America’s greatest exports have always been ingenuity, creativity, optimism and liberty. But these traits only flourish when there is freedom to think and dream and imagine in places that are open, accepting and non-judgmental. Our politically correct culture has all but ensured that expansion of thought is being replaced with alignment of thought.

The long-term consequences of the politically correct culture of the current age are not yet known, but certainly will lead to decreased imagination and end in smaller thoughts, not larger ones. And to our peril, rather than our progress.

In many ways the past year has not represented the best of us. Some have allowed their emotions to lead them to irrational conclusions over the course of the past 12 months. In 2018 can we dial down the hysteria of the past year and evaluate the merits of substance?

Even those who are critics of President Trump have seen growth in their 401Ks, watched their stocks increase in value, are seeing their taxes reduced, seeing onerous regulations repealed, and will benefit from the decrease in unemployment and the repatriation of funds which will boost every sector of the American economy.

And for those who have been dependent on government subsidies and assistance, jobs are coming back to America by the tens of thousands, and with this comes the opportunity to return to the work force, to pursue a career with purpose and meaning, and to once again assume the dignity and pride that comes with self-provision.

Though the facts and the figures foretell an optimistic future, the naysayers continue the drumbeat of negativity. Can we pause for a moment and look beyond the style to the substance?

Do we as a nation still have that capacity?  Would we rather have a beautifully wrapped package that is empty?  Or a priceless gift that is wrapped in an old newspaper and tied with scratchy twine?  Do we turn away the delivery of a gift because we don’t like the style or the semantics of the person delivering that gift?

I believe we still are a people of substance. That we value results, truth and the facts of the interior over the deceit of an appealing, yet empty, wrapping.

I believe we still are a people of substance. That we value results, truth and the facts of the interior over the deceit of an appealing, yet empty, wrapping.
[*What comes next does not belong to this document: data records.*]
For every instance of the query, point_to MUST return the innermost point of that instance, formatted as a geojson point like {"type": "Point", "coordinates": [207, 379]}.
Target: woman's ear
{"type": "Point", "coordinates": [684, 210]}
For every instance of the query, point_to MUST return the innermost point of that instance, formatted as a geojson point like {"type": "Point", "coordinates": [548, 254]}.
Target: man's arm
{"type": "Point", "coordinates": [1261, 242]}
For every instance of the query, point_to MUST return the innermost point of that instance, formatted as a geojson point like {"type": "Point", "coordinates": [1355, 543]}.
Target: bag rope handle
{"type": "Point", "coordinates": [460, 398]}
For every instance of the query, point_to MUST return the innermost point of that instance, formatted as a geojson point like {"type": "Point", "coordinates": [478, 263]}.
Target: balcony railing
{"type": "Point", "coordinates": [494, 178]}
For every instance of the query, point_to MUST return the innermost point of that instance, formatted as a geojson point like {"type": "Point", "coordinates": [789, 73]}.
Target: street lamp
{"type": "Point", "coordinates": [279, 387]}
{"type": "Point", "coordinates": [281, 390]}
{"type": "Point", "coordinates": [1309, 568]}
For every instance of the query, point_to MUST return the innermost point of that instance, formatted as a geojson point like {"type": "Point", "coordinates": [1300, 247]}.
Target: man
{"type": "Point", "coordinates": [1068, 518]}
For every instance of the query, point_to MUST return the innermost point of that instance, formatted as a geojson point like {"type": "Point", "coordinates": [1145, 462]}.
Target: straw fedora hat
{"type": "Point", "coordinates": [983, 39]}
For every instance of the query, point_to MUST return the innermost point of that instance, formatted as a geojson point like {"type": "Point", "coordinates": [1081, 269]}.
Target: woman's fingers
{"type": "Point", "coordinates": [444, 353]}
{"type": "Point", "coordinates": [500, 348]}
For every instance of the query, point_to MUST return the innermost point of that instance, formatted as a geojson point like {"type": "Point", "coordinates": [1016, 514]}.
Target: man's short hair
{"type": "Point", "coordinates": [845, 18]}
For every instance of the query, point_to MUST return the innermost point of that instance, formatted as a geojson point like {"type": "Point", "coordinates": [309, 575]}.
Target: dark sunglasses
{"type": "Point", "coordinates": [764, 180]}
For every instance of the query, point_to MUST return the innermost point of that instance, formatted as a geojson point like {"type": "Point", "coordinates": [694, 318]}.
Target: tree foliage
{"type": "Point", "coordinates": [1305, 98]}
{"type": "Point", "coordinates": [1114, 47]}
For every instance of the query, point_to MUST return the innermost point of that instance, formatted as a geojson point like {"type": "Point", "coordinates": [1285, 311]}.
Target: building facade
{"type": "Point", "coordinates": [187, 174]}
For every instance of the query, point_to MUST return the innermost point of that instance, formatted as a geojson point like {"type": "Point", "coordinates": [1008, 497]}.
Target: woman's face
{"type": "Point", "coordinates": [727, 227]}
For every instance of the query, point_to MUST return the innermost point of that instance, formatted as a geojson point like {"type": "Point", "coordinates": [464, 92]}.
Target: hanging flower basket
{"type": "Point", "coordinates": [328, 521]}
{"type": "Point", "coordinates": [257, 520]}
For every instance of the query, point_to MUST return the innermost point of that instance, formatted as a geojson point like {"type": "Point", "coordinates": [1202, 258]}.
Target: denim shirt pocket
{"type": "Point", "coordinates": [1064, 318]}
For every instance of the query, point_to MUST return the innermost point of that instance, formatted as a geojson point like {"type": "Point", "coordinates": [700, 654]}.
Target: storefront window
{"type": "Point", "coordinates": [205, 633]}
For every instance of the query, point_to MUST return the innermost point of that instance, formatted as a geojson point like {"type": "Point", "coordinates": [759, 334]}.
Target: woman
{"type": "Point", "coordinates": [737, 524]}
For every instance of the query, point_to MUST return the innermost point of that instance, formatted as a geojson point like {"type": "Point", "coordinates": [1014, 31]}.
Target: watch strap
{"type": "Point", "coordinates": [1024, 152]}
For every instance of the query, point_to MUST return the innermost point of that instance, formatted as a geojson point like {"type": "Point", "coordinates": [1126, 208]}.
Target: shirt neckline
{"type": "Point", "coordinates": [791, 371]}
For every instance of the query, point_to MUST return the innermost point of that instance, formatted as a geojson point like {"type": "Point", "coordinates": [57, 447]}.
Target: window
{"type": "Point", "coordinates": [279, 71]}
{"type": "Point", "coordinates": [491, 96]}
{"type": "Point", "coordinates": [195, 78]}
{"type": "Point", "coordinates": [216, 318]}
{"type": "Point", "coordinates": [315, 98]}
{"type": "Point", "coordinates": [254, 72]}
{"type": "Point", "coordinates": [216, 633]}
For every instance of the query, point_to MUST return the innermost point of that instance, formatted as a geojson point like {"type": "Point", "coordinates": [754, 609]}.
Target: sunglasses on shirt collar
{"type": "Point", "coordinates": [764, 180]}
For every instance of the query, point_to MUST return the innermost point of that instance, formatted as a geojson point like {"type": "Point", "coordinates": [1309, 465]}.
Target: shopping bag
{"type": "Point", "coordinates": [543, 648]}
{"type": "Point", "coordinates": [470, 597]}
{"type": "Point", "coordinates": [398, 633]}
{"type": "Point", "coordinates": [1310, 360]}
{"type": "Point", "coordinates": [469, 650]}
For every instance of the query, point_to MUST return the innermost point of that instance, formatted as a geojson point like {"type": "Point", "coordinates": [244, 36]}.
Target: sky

We have chased the shiny dangly objects of distraction and shallowness the past year instead of applying the discipline and rational commonsense needed to examine and evaluate substantive change based on merit, not on packaging. It’s time that stop.
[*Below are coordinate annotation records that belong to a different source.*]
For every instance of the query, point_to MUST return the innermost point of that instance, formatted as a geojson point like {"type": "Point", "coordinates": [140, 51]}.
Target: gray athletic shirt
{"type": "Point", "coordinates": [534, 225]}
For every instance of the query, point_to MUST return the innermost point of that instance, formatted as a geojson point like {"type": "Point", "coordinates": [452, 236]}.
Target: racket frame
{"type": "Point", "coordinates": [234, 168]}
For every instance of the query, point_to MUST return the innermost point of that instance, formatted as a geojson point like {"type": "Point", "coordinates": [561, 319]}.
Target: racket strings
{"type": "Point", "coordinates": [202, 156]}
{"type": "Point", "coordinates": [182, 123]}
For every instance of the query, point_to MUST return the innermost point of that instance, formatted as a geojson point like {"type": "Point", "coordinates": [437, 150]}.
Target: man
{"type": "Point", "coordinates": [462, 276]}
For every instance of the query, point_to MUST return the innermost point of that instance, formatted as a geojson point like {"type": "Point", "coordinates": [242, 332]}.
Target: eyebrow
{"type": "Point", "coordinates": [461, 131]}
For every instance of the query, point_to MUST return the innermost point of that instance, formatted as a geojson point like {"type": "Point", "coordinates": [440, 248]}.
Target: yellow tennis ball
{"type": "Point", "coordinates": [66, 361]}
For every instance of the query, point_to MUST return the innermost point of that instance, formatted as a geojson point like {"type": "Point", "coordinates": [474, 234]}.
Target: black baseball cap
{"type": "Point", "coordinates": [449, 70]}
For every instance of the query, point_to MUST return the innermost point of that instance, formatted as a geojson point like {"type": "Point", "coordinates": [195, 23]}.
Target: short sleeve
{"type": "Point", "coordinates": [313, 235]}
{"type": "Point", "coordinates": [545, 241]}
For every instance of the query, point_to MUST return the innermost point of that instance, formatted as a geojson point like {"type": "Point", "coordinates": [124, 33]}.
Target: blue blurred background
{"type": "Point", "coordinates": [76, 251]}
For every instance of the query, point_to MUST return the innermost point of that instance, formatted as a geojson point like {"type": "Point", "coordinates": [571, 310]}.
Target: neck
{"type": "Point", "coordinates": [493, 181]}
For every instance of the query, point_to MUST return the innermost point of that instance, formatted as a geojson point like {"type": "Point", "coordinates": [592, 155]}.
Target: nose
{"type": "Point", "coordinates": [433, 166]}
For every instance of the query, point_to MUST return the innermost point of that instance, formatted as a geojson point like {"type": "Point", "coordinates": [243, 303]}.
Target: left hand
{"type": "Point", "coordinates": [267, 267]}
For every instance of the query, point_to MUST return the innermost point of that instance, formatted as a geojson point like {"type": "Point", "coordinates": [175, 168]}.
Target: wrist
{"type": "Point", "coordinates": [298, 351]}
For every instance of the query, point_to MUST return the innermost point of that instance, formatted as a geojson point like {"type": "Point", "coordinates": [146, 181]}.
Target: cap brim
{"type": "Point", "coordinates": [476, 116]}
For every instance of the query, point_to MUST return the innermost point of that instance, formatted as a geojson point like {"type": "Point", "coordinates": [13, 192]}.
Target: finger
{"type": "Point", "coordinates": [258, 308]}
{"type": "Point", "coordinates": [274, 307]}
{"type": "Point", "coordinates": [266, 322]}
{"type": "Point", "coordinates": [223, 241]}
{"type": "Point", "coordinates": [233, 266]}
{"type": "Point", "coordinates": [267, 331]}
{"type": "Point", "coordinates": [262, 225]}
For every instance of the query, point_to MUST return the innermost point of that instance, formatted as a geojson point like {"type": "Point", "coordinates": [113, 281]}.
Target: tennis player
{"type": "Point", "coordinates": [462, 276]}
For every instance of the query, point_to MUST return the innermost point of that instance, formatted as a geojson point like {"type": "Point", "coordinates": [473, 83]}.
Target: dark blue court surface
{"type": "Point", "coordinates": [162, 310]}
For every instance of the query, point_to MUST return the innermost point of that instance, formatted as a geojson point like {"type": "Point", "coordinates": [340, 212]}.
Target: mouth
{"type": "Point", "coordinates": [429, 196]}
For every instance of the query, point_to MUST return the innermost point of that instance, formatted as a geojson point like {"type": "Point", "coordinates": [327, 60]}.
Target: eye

Under President Trump, the course has been set and we are heading in the right direction. Can we as a nation celebrate that? And set aside the pettiness of politics and applaud the policy changes that are making America safer and stronger and are leading to increased opportunity and growth and prosperity?

And can we cultivate that longing for America at its best once again?  If we truly want to return to the greatness of our nation as it was under Ronald Reagan – restoring national pride, economic stability, military strength and global leadership – perhaps we all should wholeheartedly embrace the slogan that President Reagan coined during his 1980 election cycle, and that Donald Trump has slightly shortened and championed since announcing his candidacy.

The Reagan slogan was “Let’s Make America Great Again.” The Trump slogan, as we all know, was “Make America Great Again.”

I believe if we strip away the division of partisan politics and silence the cacophony of negativity and look at what unites us, not divides us, we all want America to be great again. It’s the true longing of America for 2018.